Some functions sampled from a Gaussian process with a linear kernel:

_images/linear.png

Polynomial kernel¶

$k(x,x';a,b) = (x \cdot x' + a)^b$

Functions sampled from a Gaussian process with a polynomial kernel where $a=1$ and $b=2$ :

_images/polynomial_2.png

Gaussian kernel¶

Also known as the radial basis function or RBF kernel.

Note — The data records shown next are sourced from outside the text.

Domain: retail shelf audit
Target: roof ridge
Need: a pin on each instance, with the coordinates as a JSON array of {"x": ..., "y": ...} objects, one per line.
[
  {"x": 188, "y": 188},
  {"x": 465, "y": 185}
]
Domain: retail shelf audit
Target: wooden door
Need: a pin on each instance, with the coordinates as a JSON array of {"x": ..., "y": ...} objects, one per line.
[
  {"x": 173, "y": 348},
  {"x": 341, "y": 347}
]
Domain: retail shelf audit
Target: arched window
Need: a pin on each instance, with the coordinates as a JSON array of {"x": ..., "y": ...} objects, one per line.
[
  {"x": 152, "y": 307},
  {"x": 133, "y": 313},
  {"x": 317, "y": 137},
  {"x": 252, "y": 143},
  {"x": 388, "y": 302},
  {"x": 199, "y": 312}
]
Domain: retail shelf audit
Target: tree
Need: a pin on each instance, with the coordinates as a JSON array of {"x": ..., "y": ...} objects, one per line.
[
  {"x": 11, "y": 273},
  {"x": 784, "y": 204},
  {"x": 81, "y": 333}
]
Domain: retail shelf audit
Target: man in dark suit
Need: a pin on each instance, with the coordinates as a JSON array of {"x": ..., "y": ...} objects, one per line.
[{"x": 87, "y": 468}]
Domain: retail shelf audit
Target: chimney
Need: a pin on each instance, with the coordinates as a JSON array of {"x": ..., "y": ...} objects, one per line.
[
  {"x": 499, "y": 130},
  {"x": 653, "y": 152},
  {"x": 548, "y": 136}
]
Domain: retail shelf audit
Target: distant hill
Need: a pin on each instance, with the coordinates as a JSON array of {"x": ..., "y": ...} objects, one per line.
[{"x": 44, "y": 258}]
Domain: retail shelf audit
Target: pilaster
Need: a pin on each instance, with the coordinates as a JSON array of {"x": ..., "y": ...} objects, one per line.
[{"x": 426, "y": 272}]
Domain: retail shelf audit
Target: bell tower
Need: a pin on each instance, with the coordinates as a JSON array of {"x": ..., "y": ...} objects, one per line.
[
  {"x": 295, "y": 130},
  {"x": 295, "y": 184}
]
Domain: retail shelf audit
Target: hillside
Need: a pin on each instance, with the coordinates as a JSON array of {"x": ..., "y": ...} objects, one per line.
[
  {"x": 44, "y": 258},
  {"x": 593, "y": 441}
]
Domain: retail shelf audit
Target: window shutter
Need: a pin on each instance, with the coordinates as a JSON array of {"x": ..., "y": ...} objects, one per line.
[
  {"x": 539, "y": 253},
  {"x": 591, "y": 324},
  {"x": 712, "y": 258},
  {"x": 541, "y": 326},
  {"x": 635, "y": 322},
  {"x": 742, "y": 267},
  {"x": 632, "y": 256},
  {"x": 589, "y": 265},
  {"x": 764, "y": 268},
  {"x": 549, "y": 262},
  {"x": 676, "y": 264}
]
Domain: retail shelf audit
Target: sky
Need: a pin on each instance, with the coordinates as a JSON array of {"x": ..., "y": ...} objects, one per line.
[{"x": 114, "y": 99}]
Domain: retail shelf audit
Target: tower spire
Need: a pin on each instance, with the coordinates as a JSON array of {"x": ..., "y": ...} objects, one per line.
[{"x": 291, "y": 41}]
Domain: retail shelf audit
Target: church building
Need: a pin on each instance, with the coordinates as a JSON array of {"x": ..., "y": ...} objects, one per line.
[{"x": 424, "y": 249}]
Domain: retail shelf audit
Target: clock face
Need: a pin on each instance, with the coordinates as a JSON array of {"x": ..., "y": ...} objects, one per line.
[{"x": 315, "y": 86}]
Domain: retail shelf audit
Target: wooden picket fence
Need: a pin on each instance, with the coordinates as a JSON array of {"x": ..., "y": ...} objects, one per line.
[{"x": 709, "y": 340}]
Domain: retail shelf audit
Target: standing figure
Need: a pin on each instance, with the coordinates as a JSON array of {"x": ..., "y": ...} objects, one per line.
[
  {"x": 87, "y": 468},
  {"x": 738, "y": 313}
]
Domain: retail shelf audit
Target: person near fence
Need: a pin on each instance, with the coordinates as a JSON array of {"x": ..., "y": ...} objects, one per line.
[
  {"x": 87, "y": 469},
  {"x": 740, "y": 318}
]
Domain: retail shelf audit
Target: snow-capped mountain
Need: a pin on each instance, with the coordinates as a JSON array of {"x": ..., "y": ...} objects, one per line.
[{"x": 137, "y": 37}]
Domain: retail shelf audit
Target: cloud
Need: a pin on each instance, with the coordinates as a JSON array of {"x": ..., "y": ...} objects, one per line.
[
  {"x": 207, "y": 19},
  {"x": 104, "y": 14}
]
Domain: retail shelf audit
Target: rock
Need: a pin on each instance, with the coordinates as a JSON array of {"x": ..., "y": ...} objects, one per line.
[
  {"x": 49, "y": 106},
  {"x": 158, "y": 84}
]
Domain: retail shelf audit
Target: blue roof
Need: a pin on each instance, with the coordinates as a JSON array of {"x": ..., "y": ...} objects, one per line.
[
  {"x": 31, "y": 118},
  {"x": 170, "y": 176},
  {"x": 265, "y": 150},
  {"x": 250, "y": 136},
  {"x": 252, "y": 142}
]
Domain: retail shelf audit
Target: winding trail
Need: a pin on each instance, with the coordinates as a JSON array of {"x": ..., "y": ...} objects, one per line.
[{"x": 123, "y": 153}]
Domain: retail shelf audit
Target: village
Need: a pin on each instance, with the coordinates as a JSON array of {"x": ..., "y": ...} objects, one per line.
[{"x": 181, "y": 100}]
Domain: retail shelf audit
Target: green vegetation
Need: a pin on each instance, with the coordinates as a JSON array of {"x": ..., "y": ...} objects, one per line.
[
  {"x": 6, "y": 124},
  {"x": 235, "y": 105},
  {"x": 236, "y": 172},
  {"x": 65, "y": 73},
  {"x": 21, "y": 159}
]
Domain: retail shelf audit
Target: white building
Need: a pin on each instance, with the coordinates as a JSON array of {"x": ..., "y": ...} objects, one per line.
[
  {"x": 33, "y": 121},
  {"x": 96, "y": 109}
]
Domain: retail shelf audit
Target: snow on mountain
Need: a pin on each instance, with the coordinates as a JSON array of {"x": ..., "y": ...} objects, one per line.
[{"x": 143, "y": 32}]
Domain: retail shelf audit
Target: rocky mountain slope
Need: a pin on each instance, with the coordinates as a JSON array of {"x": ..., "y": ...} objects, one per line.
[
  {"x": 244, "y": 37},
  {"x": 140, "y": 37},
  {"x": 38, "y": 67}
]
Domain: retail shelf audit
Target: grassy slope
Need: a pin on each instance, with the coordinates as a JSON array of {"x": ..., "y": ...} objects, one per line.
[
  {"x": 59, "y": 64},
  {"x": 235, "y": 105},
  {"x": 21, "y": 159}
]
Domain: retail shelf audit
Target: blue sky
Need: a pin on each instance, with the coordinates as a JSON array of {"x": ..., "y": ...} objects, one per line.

$k(x,x'; \sigma, l) = \sigma_2 \exp(-\frac{{(x - x')}_2}{2l^2})$

Some functions sampled from a GP with a Gaussian kernel:

_images/gaussian.png

Laplacian kernel¶

$k(x,x') = \exp(-|x - x'|)$

Functions sampled from a GP with a Laplacian kernel:

_images/laplace.png

Sampling from a Gaussian process¶

The method is as follows:

Decide on a vector of inputs $x$ for which we want to compute $f(x)$ , where $f$ is some function which we will sample from the Gaussian process.
Compute the matrix $K$ where $K_{ij} = k(x_i,x_j)$ .
Perform Cholesky decomposition on $K$ , yielding a lower triangular matrix $L$ .
Sample a vector of numbers from a standard Gaussian distribution, $s_i \sim N(0, 1)$ .
Take the dot product of $L$ and the vector $s$ to get the samples $f(x) = L \cdot s$ .